Crystal Bauer, a registered nurse and the director for Project Hope in Ohio County, said their “street medicine” team routinely meets with residents of encampments, including the ones that will be removed Friday.
“We try to be proactive and refer people to the appropriate services available to them. Our team is pretty resourceful. We go all over, not just in the city. Areas of the county where we get calls from concerned citizens,” Bauer said.
“But most residents are staying downtown or East Wheeling because they’re closer to services,” she added.
The ACLU-WV’s argument against moving the homeless encampments was that they would have nowhere else because of the pandemic. Bauer said outreach to homeless and resources available to them is more important now because of COVID-19.
“The need to help the homeless is even more. During rounds, we will talk to our unsheltered population, just like we do every single week when we meet with them,” she said. “Out approach is not changing. We’re doing what we’ve been doing for the past five years.”
Although they don’t offering housing, they’re able to offer outreach to organizations that do, such as Coalition.
“Housing is a huge issue when working with people who live in tents or a homeless shelter,” Bauer said. “We refer them to the Homeless Coalition and what times they could do an intake.”

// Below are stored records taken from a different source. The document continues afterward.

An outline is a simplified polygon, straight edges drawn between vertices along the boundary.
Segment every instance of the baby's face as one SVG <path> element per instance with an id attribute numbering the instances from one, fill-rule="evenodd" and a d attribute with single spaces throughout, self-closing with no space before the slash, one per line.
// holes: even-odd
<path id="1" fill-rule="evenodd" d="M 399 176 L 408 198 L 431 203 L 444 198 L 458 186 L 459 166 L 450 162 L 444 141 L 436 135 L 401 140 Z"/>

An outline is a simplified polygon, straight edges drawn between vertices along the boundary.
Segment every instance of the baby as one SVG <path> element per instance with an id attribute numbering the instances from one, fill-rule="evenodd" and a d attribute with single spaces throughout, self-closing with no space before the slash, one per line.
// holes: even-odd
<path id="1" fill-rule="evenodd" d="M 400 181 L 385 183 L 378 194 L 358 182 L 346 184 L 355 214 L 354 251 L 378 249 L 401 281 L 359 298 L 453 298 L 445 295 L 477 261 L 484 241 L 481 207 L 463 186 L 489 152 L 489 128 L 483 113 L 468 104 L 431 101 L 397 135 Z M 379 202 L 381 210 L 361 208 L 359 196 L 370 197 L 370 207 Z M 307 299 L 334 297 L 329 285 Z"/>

Badia, who runs the Coalition for the Homeless, welcomed anyone who is being displaced to visit their office at 84 15th St. in Wheeling to be screened for potential housing, even if they have previously been through the process. She asked people to call ahead at 304-232-6104 for a quick screening about whether the individual has COVID-19.
“Through that intake process, we can determine what services we can provided,” Badia said. “We encourage people who are camping out, even if they’ve come before and were ineligible, would ask them to come back for intake again so they could help them with referrals elsewhere.”